É urgente mapear, com rigor, as necessidades reais de recursos humanos – magistrados e oficiais de justiça – por tipo de serviço e unidade orgânica, atualizando valores de referência processual que traduzam todo o trabalho efetivamente realizado e projetando, de forma séria, baixas, licenças e jubilações.

E é indispensável aumentar de forma estruturada e sustentada as vagas anuais de ingresso, realizar um curso extraordinário de formação de magistrados e preencher adequadamente o quadro de oficiais de justiça, libertando os magistrados de tarefas burocráticas indevidas.

Um país que leva a sério o Estado de Direito não pode continuar a tratar o Ministério Público como uma espécie de recurso inesgotável e barato, sempre disponível para absorver reformas feitas em laboratório ou discursos inflamados sobre corrupção.

Sem mais magistrados, sem mais oficiais de justiça, sem melhores condições de trabalho e sem respeito pelas regras que regem a organização da magistratura, qualquer promessa de “reforma da justiça” será, no melhor dos casos, mera propaganda.

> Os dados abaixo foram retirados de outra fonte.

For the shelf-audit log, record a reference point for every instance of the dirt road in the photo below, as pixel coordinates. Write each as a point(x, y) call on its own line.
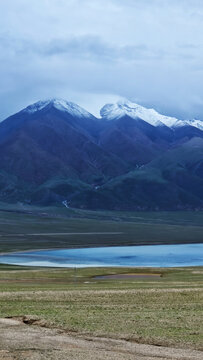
point(19, 341)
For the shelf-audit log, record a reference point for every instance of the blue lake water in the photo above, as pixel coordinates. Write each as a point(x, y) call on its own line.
point(141, 256)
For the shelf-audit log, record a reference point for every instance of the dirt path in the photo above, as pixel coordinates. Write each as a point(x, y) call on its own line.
point(19, 341)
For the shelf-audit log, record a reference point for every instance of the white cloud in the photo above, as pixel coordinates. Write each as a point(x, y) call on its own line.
point(94, 50)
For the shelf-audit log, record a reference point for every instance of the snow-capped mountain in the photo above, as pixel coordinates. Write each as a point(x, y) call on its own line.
point(133, 110)
point(59, 104)
point(56, 152)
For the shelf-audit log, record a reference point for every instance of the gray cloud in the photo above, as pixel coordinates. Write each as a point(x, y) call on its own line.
point(147, 50)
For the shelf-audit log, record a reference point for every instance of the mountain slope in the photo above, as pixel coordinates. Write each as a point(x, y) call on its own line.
point(36, 145)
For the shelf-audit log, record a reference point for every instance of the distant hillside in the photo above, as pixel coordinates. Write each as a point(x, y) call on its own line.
point(131, 158)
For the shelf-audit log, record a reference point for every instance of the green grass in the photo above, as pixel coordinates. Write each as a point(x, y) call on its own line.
point(162, 311)
point(17, 224)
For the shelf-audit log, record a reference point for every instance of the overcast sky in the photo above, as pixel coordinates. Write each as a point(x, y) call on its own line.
point(97, 51)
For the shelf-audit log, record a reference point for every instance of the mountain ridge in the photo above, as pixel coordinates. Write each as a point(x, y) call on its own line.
point(55, 151)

O que está em causa não é o conforto profissional de uma classe, mas o direito dos cidadãos a um serviço público de justiça que funcione, que seja previsível, que responda em tempo útil e que não seja refém da exaustão de quem o assegura.

Reformar a justiça exige, antes de mais, coragem política para enfrentar esta evidência:

não há combate eficaz à corrupção com um Ministério Público permanentemente em rutura.